ベンガル湾

記事数:(1)

異常気象

サイクロン:熱帯低気圧の脅威

サイクロンは、暖かい海の表面で生まれる、渦を巻くように発達する低気圧です。太陽の熱で温められた海水から大量の水蒸気が発生し、それが上昇気流となって上空で冷やされると、雲が発生します。この雲の中で水蒸気が水に変わるときに熱が発生し、さらに上昇気流を強めます。すると、周囲の空気が渦を巻きながら中心に吹き込み、強い風と豪雨をもたらすのです。サイクロンは、地球の自転の影響で北半球では反時計回りに、南半球では時計回りに回転します。サイクロンは、インド洋やベンガル湾周辺で多く発生し、沿岸地域に大きな被害をもたらすことがあります。中心付近の気圧が非常に低くなるため、周囲から風が吹き込み、激しい暴風雨となります。最大風速は時に秒速数十メートルに達し、家屋を倒壊させたり、樹木をなぎ倒したりするほどの威力です。また、強い風によって海水面が上昇する高潮も発生し、沿岸地域に浸水被害をもたらします。高潮は、サイクロンによる被害の中でも特に大きなものを占めています。さらに、サイクロンがもたらす豪雨は、河川の氾濫や土砂災害を引き起こす原因ともなり、被害をさらに拡大させる可能性があります。サイクロンの発生は、海水温の高い時期に集中しています。地球温暖化の影響で海水温が上昇すると、サイクロンの発生頻度や強度が増加する可能性が懸念されています。サイクロンは、発生する地域によって呼び方が異なり、北西太平洋では台風、北大西洋や北東太平洋ではハリケーンと呼ばれています。
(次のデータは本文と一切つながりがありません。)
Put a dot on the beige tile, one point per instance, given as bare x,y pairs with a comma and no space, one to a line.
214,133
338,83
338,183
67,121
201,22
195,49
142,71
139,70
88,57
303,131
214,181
呼び方は違っても、いずれも甚大な被害をもたらす熱帯低気圧です。サイクロンによる被害を減らすためには、日頃から防災意識を高め、適切な対策をとることが重要です。気象情報に注意し、サイクロンの接近を察知したら、早めに避難の準備を始めましょう。非常食や飲料水、懐中電灯、携帯ラジオなどの防災用品を準備しておくことも大切です。自治体からの避難情報や指示に従い、速やかに安全な場所へ避難しましょう。